Then, the shock data is processed to obtain shock spectra representing shock information of each bearing component in the frequency domain. Specifically, for step S12, fast Fourier transform may be performed on the shock data to obtain the shock spectrum.

Then, according to the impact spectrum and the pre-stored fault frequency-fault location correspondence, the faulty bearing component in the bearing can be determined. Specifically, the fault location in the corresponding relationship here includes each of the bearing components, and the corresponding fault frequency refers to the corresponding fault frequency value in the frequency domain when each of the bearing components fails. Furthermore, the mechanism for determining the corresponding relationship between the fault frequency and the fault location may be as follows: according to the bearing component parameters of the bearing, the corresponding relationship between the fault frequency and the fault location when each bearing component fails is pre-determined and stored, wherein , the bearing component parameters here may include the pitch diameter of the bearing, the shaft diameter of the bearing, the number of rolling elements, the diameter of the rolling elements and the contact angle of the rolling elements. And in order to distinguish the faulty bearing components, the fault label corresponding to each bearing component can be set. Taking the bearing components including the inner ring, outer ring, roller and cage as an example, when the outer ring fails, the label is 1, and the inner ring is marked as 1. When the ring fails, the label is 2, when the roller fails, the label is 3, and when the cage fails, the label is 4, so if each bearing component does not fail, it can be labeled 0.
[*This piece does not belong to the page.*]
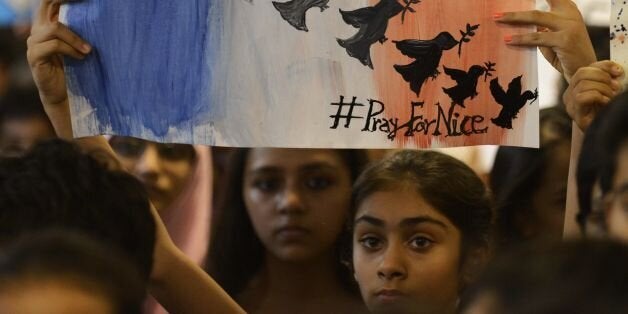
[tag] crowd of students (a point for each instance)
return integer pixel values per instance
(102, 225)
Finally, the failure class of the bearing component that failed during the current sampling period is determined based on the shock data. It can be understood that, after determining the faulty bearing component in the bearing and the corresponding fault level, the corresponding alarm information can be further output to prompt the maintenance personnel to maintain.

In conclusion, the present application provides a bearing fault detection method. Compared with the prior art, the solution has higher reliability and timeliness, can realize early detection of bearing faults, and can further determine which bearing component has occurred. The fault is accurate detection, and the corresponding fault level, that is, graded alarm, which is convenient for developers to find and repair in time. Compared with the relatively lag early warning method in the prior art, this early warning method guarantees the rotation of bearings including bearings. The normal operation of other components in the mechanical equipment saves maintenance costs and ensures the reliable and safe operation of the rotating mechanical equipment.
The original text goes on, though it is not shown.